Dapat melihat hal-hal yang ghaib; dapat bicara dengan orang-orang yang
sudah meninggal; dapat menyembuhkan segala penyakit; dsb. dst. Lalu
karenanya, memperlakukan orang mulia itu sekedar semacam dukun saja.
Masya Allah!
Ke-’wali’-an Mbah Dullah –waLlahu a’lam-- justru karena sepanjang
hidupnya, beliau berusaha --dan membuktikan sejauh mungkin--
melaksanakan ajaran dan keteladanan pemimpin agungnya, Muhammad SAW,
terutama dalam sikap, perilaku, dan kegiatan-kegiatan beliau; baik yang
berhubungan dengan Allah maupun dengan sesama hambaNya.

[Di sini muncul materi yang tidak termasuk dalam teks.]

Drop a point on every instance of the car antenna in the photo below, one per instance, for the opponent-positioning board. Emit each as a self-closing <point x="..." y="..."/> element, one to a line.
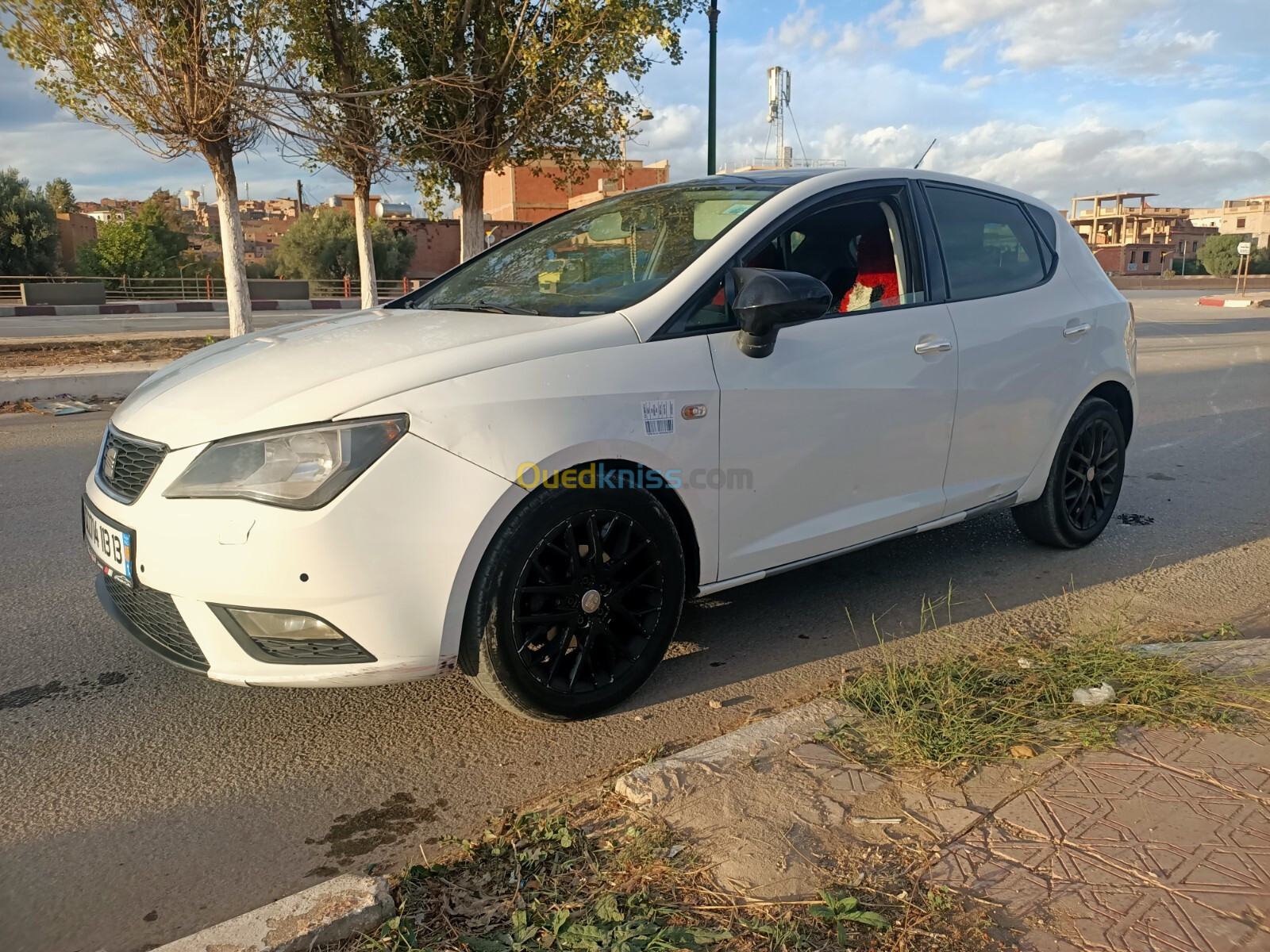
<point x="926" y="152"/>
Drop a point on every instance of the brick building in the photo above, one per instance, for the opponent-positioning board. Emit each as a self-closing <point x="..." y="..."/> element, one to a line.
<point x="436" y="243"/>
<point x="1238" y="216"/>
<point x="1130" y="236"/>
<point x="260" y="236"/>
<point x="73" y="230"/>
<point x="527" y="194"/>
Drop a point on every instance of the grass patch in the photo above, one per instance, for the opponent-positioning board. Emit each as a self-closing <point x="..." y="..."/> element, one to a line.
<point x="601" y="876"/>
<point x="1015" y="700"/>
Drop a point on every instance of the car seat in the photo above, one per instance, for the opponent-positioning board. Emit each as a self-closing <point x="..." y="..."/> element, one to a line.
<point x="876" y="278"/>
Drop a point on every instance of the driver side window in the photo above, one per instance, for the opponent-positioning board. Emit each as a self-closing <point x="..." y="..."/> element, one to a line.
<point x="863" y="249"/>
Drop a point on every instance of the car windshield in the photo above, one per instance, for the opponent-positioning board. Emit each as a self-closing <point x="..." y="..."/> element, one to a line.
<point x="598" y="258"/>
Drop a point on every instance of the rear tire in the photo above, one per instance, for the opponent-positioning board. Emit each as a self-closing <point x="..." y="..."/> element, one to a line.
<point x="1083" y="482"/>
<point x="575" y="603"/>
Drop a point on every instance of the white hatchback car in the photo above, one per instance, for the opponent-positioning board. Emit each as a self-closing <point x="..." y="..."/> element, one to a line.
<point x="522" y="469"/>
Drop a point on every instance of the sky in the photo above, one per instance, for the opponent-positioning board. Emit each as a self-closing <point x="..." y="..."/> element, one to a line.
<point x="1052" y="97"/>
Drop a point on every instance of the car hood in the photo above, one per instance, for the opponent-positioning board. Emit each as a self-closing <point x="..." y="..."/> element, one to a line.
<point x="323" y="368"/>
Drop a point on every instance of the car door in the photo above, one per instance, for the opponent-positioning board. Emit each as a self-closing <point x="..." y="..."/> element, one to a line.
<point x="841" y="435"/>
<point x="1022" y="340"/>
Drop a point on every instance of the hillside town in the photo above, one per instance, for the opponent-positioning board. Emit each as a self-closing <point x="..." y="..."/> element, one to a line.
<point x="1127" y="232"/>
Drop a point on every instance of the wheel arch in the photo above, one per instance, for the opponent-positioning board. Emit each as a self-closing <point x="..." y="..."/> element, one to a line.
<point x="1119" y="397"/>
<point x="1118" y="389"/>
<point x="457" y="631"/>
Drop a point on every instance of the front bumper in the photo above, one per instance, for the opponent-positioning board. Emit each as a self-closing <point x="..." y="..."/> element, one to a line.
<point x="379" y="564"/>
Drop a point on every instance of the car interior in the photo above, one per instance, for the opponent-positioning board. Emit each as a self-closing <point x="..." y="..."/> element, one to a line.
<point x="854" y="249"/>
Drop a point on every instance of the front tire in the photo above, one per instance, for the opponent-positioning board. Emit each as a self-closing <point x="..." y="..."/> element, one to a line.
<point x="575" y="603"/>
<point x="1083" y="482"/>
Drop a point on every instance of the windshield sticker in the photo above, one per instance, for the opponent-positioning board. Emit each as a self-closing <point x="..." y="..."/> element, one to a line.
<point x="658" y="418"/>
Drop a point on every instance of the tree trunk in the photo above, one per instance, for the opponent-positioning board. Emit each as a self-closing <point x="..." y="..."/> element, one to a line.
<point x="220" y="159"/>
<point x="471" y="194"/>
<point x="365" y="251"/>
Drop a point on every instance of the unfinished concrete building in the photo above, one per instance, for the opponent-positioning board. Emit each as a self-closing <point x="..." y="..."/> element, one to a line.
<point x="1130" y="236"/>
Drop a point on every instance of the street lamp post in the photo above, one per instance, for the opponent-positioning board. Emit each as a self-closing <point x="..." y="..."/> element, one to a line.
<point x="711" y="118"/>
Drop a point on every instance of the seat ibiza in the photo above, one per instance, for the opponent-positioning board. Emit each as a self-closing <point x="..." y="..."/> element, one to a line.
<point x="522" y="469"/>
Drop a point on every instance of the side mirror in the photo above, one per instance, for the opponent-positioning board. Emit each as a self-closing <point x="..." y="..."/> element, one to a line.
<point x="765" y="301"/>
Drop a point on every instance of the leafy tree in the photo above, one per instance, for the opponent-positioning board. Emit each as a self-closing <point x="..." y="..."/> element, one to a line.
<point x="488" y="83"/>
<point x="330" y="48"/>
<point x="61" y="196"/>
<point x="167" y="74"/>
<point x="324" y="247"/>
<point x="143" y="245"/>
<point x="1219" y="254"/>
<point x="29" y="228"/>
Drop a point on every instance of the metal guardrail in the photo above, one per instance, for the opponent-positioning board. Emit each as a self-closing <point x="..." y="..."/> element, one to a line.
<point x="194" y="289"/>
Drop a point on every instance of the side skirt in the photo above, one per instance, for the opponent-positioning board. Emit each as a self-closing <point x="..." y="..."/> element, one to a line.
<point x="1003" y="503"/>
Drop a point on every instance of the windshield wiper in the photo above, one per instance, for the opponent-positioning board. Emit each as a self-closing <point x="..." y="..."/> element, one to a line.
<point x="479" y="306"/>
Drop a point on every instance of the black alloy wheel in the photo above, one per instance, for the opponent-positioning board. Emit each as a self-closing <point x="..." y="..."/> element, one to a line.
<point x="1083" y="482"/>
<point x="1090" y="475"/>
<point x="575" y="602"/>
<point x="587" y="602"/>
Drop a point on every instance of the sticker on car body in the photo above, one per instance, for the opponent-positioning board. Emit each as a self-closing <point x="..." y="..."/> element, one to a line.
<point x="658" y="418"/>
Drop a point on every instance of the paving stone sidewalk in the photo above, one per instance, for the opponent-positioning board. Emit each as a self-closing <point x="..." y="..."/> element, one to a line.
<point x="1160" y="844"/>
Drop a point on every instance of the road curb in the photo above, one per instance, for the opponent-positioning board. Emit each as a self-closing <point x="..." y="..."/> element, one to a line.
<point x="662" y="780"/>
<point x="98" y="384"/>
<point x="325" y="913"/>
<point x="190" y="308"/>
<point x="1233" y="302"/>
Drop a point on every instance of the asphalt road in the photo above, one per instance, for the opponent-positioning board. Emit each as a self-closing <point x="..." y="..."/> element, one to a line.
<point x="112" y="324"/>
<point x="140" y="803"/>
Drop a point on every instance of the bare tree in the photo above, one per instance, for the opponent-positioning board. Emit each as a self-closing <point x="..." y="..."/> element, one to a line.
<point x="164" y="73"/>
<point x="487" y="83"/>
<point x="328" y="63"/>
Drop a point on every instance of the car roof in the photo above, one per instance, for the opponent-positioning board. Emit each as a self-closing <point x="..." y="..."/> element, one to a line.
<point x="759" y="177"/>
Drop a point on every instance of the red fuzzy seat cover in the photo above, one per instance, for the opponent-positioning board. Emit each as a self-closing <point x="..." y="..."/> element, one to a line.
<point x="876" y="281"/>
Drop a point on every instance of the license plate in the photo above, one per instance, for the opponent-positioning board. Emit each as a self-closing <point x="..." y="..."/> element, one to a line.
<point x="112" y="546"/>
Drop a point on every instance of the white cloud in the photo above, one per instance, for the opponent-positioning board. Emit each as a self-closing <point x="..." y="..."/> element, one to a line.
<point x="803" y="29"/>
<point x="851" y="40"/>
<point x="1035" y="35"/>
<point x="1081" y="159"/>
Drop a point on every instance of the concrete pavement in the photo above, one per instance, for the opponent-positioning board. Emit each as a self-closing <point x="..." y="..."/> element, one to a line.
<point x="143" y="803"/>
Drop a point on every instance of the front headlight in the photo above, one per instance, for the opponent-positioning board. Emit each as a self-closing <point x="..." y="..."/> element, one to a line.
<point x="302" y="467"/>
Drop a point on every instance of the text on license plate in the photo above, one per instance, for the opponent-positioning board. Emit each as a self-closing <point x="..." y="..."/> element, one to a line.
<point x="111" y="545"/>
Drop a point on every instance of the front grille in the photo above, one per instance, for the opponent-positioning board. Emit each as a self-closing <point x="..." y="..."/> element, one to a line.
<point x="126" y="465"/>
<point x="318" y="651"/>
<point x="152" y="619"/>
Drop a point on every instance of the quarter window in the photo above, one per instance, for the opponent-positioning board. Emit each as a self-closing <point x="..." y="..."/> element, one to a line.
<point x="990" y="247"/>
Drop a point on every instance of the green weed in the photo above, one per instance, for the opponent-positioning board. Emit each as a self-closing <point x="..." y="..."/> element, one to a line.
<point x="979" y="704"/>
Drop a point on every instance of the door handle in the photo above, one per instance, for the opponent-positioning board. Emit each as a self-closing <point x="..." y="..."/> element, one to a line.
<point x="933" y="347"/>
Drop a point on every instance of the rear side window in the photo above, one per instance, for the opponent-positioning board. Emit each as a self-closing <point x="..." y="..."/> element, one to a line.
<point x="990" y="247"/>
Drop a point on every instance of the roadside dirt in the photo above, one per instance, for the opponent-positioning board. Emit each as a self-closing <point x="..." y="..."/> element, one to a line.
<point x="59" y="353"/>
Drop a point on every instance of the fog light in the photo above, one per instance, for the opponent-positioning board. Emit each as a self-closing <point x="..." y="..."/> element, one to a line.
<point x="289" y="638"/>
<point x="283" y="625"/>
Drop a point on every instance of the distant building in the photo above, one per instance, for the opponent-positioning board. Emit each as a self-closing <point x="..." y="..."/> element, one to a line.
<point x="379" y="209"/>
<point x="73" y="230"/>
<point x="283" y="209"/>
<point x="1238" y="216"/>
<point x="1130" y="236"/>
<point x="529" y="194"/>
<point x="436" y="243"/>
<point x="262" y="236"/>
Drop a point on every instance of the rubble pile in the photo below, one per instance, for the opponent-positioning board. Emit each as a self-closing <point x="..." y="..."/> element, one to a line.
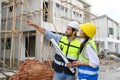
<point x="33" y="70"/>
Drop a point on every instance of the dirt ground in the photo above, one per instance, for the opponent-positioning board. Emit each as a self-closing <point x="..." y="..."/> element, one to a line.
<point x="109" y="70"/>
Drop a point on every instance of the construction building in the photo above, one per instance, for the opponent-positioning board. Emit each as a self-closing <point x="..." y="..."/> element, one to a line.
<point x="19" y="41"/>
<point x="108" y="36"/>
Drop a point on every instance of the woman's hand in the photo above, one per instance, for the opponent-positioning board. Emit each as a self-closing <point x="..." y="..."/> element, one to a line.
<point x="76" y="63"/>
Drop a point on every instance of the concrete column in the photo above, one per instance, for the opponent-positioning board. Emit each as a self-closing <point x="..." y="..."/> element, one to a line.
<point x="22" y="56"/>
<point x="105" y="48"/>
<point x="39" y="38"/>
<point x="0" y="27"/>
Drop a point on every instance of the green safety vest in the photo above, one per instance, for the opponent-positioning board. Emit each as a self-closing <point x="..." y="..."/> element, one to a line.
<point x="82" y="57"/>
<point x="69" y="49"/>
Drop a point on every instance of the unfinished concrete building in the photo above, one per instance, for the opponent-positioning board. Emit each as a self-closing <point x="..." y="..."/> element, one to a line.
<point x="19" y="41"/>
<point x="108" y="36"/>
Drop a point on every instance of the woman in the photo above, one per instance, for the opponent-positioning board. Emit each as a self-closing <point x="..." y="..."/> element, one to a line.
<point x="88" y="61"/>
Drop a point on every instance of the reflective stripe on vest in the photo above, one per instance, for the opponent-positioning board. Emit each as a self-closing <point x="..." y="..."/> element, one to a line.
<point x="82" y="57"/>
<point x="87" y="72"/>
<point x="59" y="63"/>
<point x="69" y="49"/>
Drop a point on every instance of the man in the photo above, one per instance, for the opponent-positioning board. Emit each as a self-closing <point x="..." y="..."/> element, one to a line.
<point x="69" y="44"/>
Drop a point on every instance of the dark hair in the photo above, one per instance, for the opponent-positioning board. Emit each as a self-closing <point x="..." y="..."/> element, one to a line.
<point x="83" y="44"/>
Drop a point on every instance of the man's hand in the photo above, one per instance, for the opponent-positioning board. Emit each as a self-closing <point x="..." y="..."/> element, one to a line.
<point x="30" y="23"/>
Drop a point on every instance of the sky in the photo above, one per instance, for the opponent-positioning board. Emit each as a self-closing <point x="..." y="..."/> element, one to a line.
<point x="106" y="7"/>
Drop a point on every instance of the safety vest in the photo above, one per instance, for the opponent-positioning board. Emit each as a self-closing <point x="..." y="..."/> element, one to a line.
<point x="70" y="50"/>
<point x="87" y="72"/>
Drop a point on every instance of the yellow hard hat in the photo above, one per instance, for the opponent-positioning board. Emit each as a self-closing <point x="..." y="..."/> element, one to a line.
<point x="89" y="29"/>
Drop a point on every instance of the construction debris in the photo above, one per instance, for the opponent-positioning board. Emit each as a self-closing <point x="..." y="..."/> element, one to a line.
<point x="33" y="70"/>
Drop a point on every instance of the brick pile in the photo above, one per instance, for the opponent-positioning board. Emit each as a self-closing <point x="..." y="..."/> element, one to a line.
<point x="33" y="70"/>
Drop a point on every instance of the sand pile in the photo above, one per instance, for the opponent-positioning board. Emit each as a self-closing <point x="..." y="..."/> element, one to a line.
<point x="33" y="70"/>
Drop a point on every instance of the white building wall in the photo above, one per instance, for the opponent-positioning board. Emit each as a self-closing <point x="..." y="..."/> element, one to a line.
<point x="109" y="41"/>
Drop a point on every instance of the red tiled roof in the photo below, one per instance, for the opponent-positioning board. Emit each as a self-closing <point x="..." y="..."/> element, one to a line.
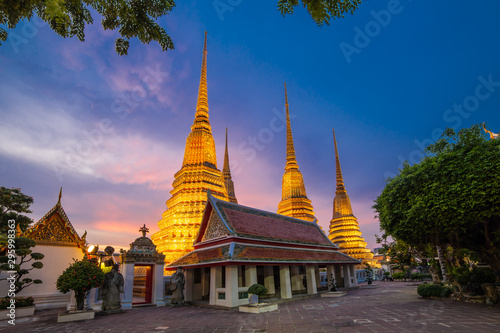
<point x="240" y="253"/>
<point x="201" y="256"/>
<point x="265" y="254"/>
<point x="253" y="223"/>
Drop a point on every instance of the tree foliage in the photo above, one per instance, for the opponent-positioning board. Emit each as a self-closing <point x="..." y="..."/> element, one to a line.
<point x="81" y="277"/>
<point x="135" y="18"/>
<point x="68" y="18"/>
<point x="321" y="11"/>
<point x="22" y="254"/>
<point x="449" y="198"/>
<point x="13" y="203"/>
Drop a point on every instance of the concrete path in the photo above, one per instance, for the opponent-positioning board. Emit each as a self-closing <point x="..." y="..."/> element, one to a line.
<point x="394" y="307"/>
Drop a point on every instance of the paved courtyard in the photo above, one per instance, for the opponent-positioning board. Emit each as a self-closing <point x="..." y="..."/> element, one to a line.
<point x="394" y="307"/>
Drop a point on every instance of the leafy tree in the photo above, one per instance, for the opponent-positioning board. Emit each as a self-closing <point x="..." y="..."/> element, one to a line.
<point x="449" y="198"/>
<point x="22" y="249"/>
<point x="81" y="277"/>
<point x="12" y="204"/>
<point x="321" y="11"/>
<point x="68" y="18"/>
<point x="134" y="18"/>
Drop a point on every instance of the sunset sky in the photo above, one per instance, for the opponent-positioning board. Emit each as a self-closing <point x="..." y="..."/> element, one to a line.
<point x="111" y="129"/>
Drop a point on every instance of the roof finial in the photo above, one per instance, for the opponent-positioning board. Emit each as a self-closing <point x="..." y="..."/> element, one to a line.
<point x="144" y="230"/>
<point x="60" y="195"/>
<point x="202" y="104"/>
<point x="226" y="172"/>
<point x="291" y="160"/>
<point x="340" y="180"/>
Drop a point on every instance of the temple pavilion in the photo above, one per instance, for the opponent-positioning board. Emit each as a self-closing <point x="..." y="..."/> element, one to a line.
<point x="238" y="246"/>
<point x="180" y="223"/>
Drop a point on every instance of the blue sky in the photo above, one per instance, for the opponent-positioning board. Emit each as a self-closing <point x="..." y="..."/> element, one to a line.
<point x="111" y="129"/>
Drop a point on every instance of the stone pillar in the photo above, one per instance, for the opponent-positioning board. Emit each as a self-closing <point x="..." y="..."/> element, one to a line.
<point x="285" y="283"/>
<point x="240" y="276"/>
<point x="128" y="287"/>
<point x="350" y="279"/>
<point x="295" y="277"/>
<point x="269" y="279"/>
<point x="188" y="287"/>
<point x="250" y="275"/>
<point x="232" y="286"/>
<point x="338" y="276"/>
<point x="159" y="286"/>
<point x="352" y="269"/>
<point x="205" y="283"/>
<point x="215" y="282"/>
<point x="329" y="274"/>
<point x="311" y="280"/>
<point x="318" y="278"/>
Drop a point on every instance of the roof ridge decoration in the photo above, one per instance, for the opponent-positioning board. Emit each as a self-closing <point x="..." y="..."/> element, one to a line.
<point x="220" y="205"/>
<point x="51" y="230"/>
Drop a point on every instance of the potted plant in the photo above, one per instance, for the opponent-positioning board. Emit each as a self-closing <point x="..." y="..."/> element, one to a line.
<point x="81" y="277"/>
<point x="18" y="307"/>
<point x="257" y="289"/>
<point x="256" y="307"/>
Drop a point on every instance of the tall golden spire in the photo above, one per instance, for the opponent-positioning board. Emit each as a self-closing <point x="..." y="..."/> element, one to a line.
<point x="344" y="227"/>
<point x="180" y="221"/>
<point x="294" y="201"/>
<point x="201" y="117"/>
<point x="226" y="172"/>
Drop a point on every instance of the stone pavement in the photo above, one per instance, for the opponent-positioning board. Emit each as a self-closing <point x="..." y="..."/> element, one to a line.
<point x="394" y="307"/>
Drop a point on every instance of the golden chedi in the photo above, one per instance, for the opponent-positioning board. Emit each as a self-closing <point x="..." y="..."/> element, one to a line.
<point x="180" y="221"/>
<point x="294" y="201"/>
<point x="344" y="228"/>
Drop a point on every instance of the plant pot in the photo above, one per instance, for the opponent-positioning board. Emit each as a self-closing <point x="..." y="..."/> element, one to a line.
<point x="258" y="308"/>
<point x="66" y="316"/>
<point x="334" y="294"/>
<point x="17" y="312"/>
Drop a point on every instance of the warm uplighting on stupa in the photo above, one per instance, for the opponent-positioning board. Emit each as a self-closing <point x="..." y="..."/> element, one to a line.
<point x="180" y="222"/>
<point x="294" y="201"/>
<point x="344" y="227"/>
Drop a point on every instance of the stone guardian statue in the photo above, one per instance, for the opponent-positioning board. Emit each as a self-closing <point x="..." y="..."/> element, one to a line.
<point x="111" y="290"/>
<point x="177" y="281"/>
<point x="492" y="135"/>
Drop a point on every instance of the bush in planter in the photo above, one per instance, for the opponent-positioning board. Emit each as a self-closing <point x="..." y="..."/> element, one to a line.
<point x="434" y="290"/>
<point x="369" y="273"/>
<point x="20" y="302"/>
<point x="416" y="276"/>
<point x="81" y="277"/>
<point x="257" y="289"/>
<point x="20" y="252"/>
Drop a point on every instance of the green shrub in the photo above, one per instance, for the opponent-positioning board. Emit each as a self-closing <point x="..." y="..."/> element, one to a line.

Begitulah; Mbah Dullah yang selalu memberikan keteduhan itu telah
meninggalkan kita di dunia yang semakin panas ini. Beliau sengaja
berwasiat untuk segera dimakamkan apabila meninggal. Agaknya beliau,
seperti saat hidup, tidak ingin menyusahkan atau merepotkan orang. Atau,
siapa tahu, kerinduannya sudah tak tertahankan untuk menghadap
Khaliqnya.
Dan Ahad, 25 Sya’ban 1422 / 11 November 2001 sore, ketika Mbah Dullah
dipanggil ke rahmatuLlah, wasiat beliau pun dilaksanakan. Beliau
dikebumikan sore itu juga di dekat surau sederhananya di Polgarut Kajen
Pati.
“Wahai jiwa yang tenang, kembalilah kepada Tuhanmu dengan rida dan
diridai, masuklah ke dalam golongan hamba-hamba-sejatiKu, dan masuklah
ke dalam sorgaKu!”
Selamat jalan, Mbah Dullah! AnnasakumuLlah ilaa yaumi yub’atsuun!